JIIAフォーラム講演要旨

          JIIA−UNU-IAS共催

2010年6月28日
於:国連大学所

サリーム・H・アリ

ヴァーモント大学ルーベンシュタイン環境・天然資源学部准教授

「環境保護外交 ―                                        
        環境保護を平和構築の梃子にすることは可能か?」


環境保護を基に、平和を構築することは可能か。これは、国際関係学の分野においては、懐疑的な見解が多い問いである。例えば、2004年にケニア出身の環境保護活動家がノーベル平和賞を受賞した際、環境保護と平和の関連について多くの有識者から疑問が呈された。天然資源をめぐる国際関係について、主に4つの見解がある。第一は、資源の枯渇は紛争を導くという見方である。これは、国際関係学の最もスタンダードな見解である。第二は、豊富な資源は紛争を導くというものである。これは、ある資源のレジームガバナンスが崩壊し、管理・規制がない場合に起こる。第三は、豊富な資源は協力を導くというものであり、第四の見解は、資源の枯渇は協力を導くというものである。私は第四の見方を提示する。つまり、国家による環境保護地域の共同管理は、領土紛争解決を促進すると論じる。

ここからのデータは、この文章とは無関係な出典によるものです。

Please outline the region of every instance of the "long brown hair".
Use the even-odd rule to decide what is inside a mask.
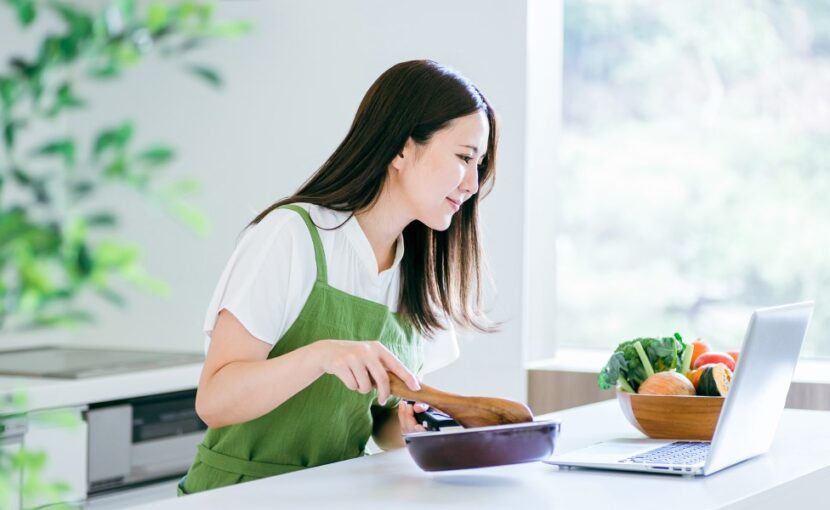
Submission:
[[[437,62],[411,60],[385,71],[366,92],[346,138],[323,166],[294,195],[272,204],[248,226],[295,202],[351,212],[351,219],[375,204],[389,163],[410,137],[426,144],[452,120],[478,111],[490,124],[487,154],[478,167],[479,192],[462,204],[446,231],[420,221],[404,228],[398,312],[425,336],[443,329],[436,313],[441,311],[464,328],[497,331],[498,324],[481,310],[482,280],[492,280],[478,227],[479,200],[495,181],[496,117],[475,85]]]

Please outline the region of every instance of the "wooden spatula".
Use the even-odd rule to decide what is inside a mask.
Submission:
[[[464,428],[533,421],[533,413],[521,402],[493,397],[465,397],[426,384],[421,384],[420,391],[412,391],[397,375],[392,372],[387,374],[393,395],[440,409]]]

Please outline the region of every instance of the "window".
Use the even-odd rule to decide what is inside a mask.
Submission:
[[[565,0],[558,344],[738,348],[815,299],[830,356],[830,2]]]

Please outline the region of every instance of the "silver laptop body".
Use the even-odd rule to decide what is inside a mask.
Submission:
[[[554,454],[544,462],[705,476],[765,453],[778,428],[812,313],[812,301],[752,313],[711,443],[616,439]]]

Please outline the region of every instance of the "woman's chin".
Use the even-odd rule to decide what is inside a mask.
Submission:
[[[443,232],[450,228],[450,225],[452,225],[452,216],[446,216],[444,218],[439,219],[438,221],[433,222],[432,225],[427,226],[432,230],[438,230],[440,232]]]
[[[432,230],[443,232],[444,230],[450,228],[450,225],[452,224],[452,215],[448,214],[437,218],[425,218],[424,220],[421,220],[421,223]]]

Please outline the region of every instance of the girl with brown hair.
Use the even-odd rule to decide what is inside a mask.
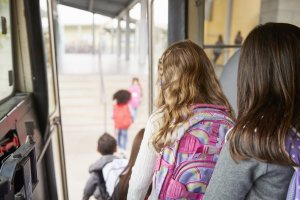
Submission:
[[[115,190],[112,194],[111,200],[127,199],[126,197],[127,197],[127,192],[128,192],[128,184],[129,184],[129,179],[130,179],[131,172],[132,172],[132,167],[135,163],[136,157],[140,150],[141,142],[144,137],[144,132],[145,132],[145,129],[143,128],[137,133],[137,135],[134,138],[128,164],[120,175],[119,183],[115,187]]]
[[[165,50],[159,60],[158,75],[158,109],[148,120],[132,169],[127,199],[144,199],[153,175],[155,180],[149,199],[165,199],[168,195],[173,199],[181,198],[181,194],[170,194],[175,190],[170,189],[172,184],[168,183],[177,181],[187,185],[187,182],[179,183],[171,180],[171,176],[184,163],[199,164],[203,161],[211,168],[205,172],[201,166],[189,169],[204,173],[201,175],[204,182],[189,179],[189,188],[182,191],[184,195],[200,197],[205,192],[225,133],[233,126],[231,106],[207,55],[189,40],[175,43]],[[198,129],[198,126],[205,129]],[[210,147],[214,151],[210,151]],[[169,165],[168,169],[165,169],[165,164]],[[184,173],[186,171],[180,174]]]
[[[300,29],[284,23],[254,28],[241,49],[236,125],[205,200],[286,199],[292,166],[299,165],[299,154],[290,155],[286,145],[300,139],[299,77]]]

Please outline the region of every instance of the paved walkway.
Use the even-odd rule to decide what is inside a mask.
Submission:
[[[119,89],[127,89],[133,76],[140,78],[144,96],[137,120],[128,131],[127,155],[130,154],[135,134],[145,127],[148,117],[145,67],[139,67],[136,62],[120,61],[114,55],[103,56],[101,64],[104,86],[97,56],[67,54],[64,56],[63,68],[60,69],[60,100],[71,200],[82,197],[89,175],[88,167],[99,158],[96,152],[99,136],[105,131],[111,134],[114,132],[112,95]]]

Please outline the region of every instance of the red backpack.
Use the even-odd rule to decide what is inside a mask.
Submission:
[[[114,105],[114,121],[115,128],[128,129],[132,124],[131,112],[128,104],[116,104]]]

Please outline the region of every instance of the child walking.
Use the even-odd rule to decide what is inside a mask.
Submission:
[[[246,38],[238,67],[236,125],[205,200],[286,199],[300,156],[299,52],[300,29],[294,25],[267,23]],[[299,194],[299,187],[291,186]]]
[[[129,87],[129,92],[131,93],[130,106],[132,108],[133,119],[137,117],[137,109],[139,108],[142,100],[142,87],[139,78],[134,77],[132,79],[132,84]]]
[[[123,150],[126,150],[127,130],[132,124],[132,114],[128,104],[130,98],[131,94],[127,90],[119,90],[113,95],[113,100],[117,101],[113,108],[115,132],[118,146]]]
[[[195,43],[170,46],[158,65],[157,111],[147,123],[127,199],[202,199],[234,116]],[[156,163],[156,164],[155,164]]]
[[[108,199],[114,190],[118,176],[127,165],[127,160],[114,156],[117,151],[116,139],[104,133],[98,139],[97,151],[101,157],[90,168],[90,177],[86,182],[82,200],[94,196],[97,200]]]

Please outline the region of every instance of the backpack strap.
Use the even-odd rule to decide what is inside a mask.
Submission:
[[[101,166],[99,170],[96,171],[98,175],[98,188],[100,192],[100,199],[106,200],[109,198],[109,194],[106,189],[106,182],[103,176],[103,168],[108,164],[111,163],[114,159],[117,159],[116,157],[111,157],[106,160],[106,162]]]
[[[103,200],[108,199],[109,194],[108,194],[107,189],[106,189],[102,169],[98,170],[97,172],[98,172],[98,178],[99,178],[98,188],[99,188],[99,192],[100,192],[100,198],[103,199]]]
[[[225,106],[220,106],[220,105],[214,105],[214,104],[204,104],[204,103],[199,103],[199,104],[194,104],[193,105],[193,109],[195,108],[214,108],[214,109],[218,109],[218,110],[223,110],[226,112],[229,112],[230,110],[228,108],[226,108]]]
[[[288,193],[286,196],[286,200],[295,200],[297,199],[297,180],[299,180],[299,174],[297,174],[297,171],[294,172],[294,175],[291,179],[290,185],[289,185],[289,189],[288,189]]]
[[[160,169],[160,166],[164,166],[171,171],[173,171],[174,169],[174,163],[172,164],[167,163],[164,159],[162,159],[162,155],[160,155],[160,158],[156,159],[154,171],[158,171]]]
[[[300,164],[300,134],[295,128],[291,128],[288,135],[285,138],[285,150],[289,153],[293,161],[299,165]],[[287,200],[300,199],[300,169],[297,167],[295,169],[293,178],[290,182],[288,189]]]

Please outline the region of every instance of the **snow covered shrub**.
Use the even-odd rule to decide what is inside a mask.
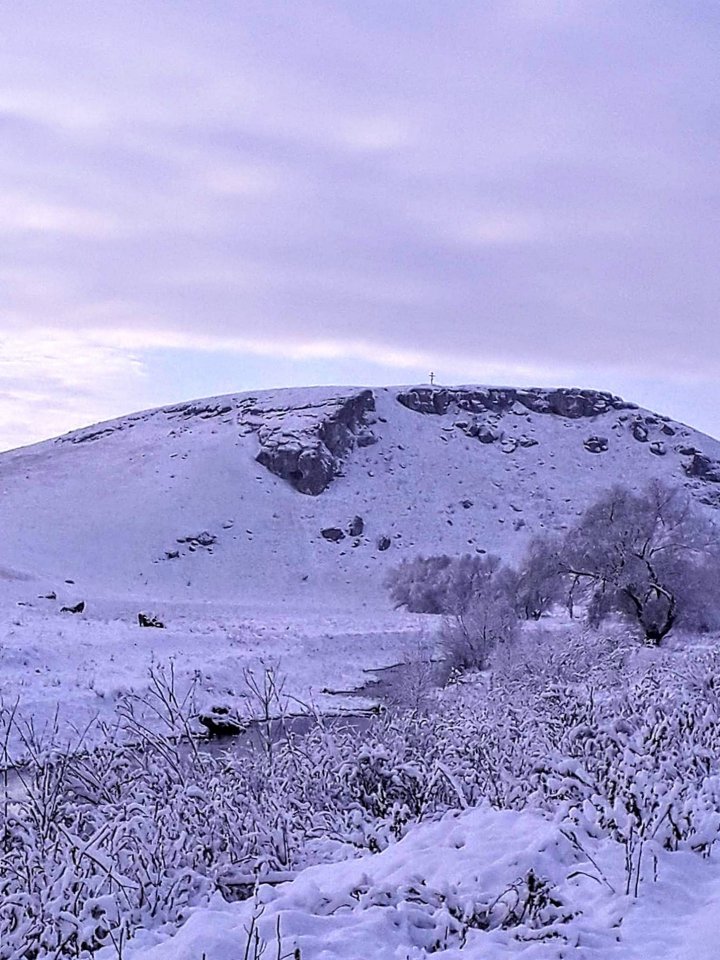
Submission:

平和創造や当事者間の友好関係維持に有益な役割を果たす環境保護地域を「平和公園」と呼ぶ。平和公園を領土紛争当事者間で共同管理することが、両者の協力を促進するのである。たとえ、環境問題が紛争に関連していない場合であっても、平和公園を意図的に作ることによって、国家間協力を促すことができる。平和公園の一例として、エクアドルとペルーによるコンドル山脈地域が挙げられる。両国による国境紛争は数十年前に遡るが、1995年2月に平和条約を締結した。しかし、両国は境界線画定には合意できなかった。代替案として、両国は当該地域を自然保護地域に指定した。国内自然保護団体はコンサベーション・インターナショナルや国際熱帯木材機関(ITTO)と協力し、2000年に生態管理レジームを形成した。こうした協力が2004年のコンドル−クチュク保護回廊の設置へと導いたのである。これは、環境保護団体が国際紛争解決に活発的に関与した初めての事例である。

東アジアにおいて、平和公園を通じて紛争解決が助長されるべきは朝鮮半島である。特に、非武装地帯は豊かな生態系が残る地域であり、平和公園を通じて韓国と北朝鮮が共同で環境保護を行えば、紛争解決に寄与すると考えられる。朝鮮半島では、韓国と北朝鮮が金剛山や開城工業地域において、環境保護に関する協力を既に行っている。これらのプロジェクトから言えることは、経済的側面を取り入れる必要があることである。非武装地帯における平和公園を有意義なものとするためには、経済的側面を取り入れることが肝要である。